# Flotsam and Jetsam



## Amrod (Jan 12, 2004)

I'm new and am currently reading The Two Towers...When I was reading the chapter "Flotsam and Jetsam", I noticed they didnt even use the word Jetsam...I did a search on it, but couldnt find anything...just wondering if you guys could tell me what it is. Thanks


----------



## grendel (Jan 12, 2004)

They are nautical terms.... flotsam is the part of a shipwreck or cargo that floats on the water; jetsam refers to the parts that sink and are washed ashore.


----------



## Greenwood (Jan 12, 2004)

From the Random House Webster's dictionary:



> flotsam -- the part of the wreckage of a ship and its cargo found floating on the water
> 
> jetsam -- goods that are cast overboard deliberately, as to lighten or stabilize a vessel in an emergency, and that sink where jettisoned or are washed ashore.

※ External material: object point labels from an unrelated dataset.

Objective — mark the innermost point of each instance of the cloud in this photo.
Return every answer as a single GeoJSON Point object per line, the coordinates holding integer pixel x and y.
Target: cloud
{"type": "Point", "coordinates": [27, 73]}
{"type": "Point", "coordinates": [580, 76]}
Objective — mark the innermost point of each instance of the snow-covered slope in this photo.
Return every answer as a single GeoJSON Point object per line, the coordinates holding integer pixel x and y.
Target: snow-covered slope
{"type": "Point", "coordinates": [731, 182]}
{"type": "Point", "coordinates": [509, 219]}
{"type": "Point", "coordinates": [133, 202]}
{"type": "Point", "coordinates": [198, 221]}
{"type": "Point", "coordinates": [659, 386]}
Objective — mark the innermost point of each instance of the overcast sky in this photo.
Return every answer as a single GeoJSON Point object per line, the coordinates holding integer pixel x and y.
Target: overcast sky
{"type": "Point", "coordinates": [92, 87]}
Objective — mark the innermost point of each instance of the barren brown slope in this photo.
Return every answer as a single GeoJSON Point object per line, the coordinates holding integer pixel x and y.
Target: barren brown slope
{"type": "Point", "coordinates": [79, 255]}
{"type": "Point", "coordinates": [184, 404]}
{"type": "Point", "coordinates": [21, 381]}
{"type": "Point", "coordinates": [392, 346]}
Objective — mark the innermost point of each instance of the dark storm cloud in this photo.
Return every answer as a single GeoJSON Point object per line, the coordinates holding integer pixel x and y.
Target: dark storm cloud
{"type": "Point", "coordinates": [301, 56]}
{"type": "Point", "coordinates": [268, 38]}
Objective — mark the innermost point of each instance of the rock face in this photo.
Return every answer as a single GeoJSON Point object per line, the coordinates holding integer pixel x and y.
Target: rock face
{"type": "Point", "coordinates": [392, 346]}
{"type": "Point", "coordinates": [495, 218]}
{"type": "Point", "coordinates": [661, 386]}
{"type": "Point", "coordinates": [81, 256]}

So I suppose technically the only "jetsam" (in the sense of being thrown overboard intentionally) was the palantir that Wormtongue threw from the sinking ship of Saruman's plans and ambitions.


----------



## Amrod (Jan 26, 2004)

*ahhh*

Thanks for clearing that up...I was expecting them to be little hobbit like characters that were left out of the movies. I didnt even think to look them up in the dictionary


----------



## Sarde (Jan 26, 2004)

I thought the same when I first read the title of the chapter. I thought 'Flotsam and Jetsam' were beings of some sort.  In my dictionary it says under 'flotsam and jetsam':

'rubbish, homeless people, outcasts'

I guess the latter two terms could be applicable to Saruman, although he is not technically homeless.


----------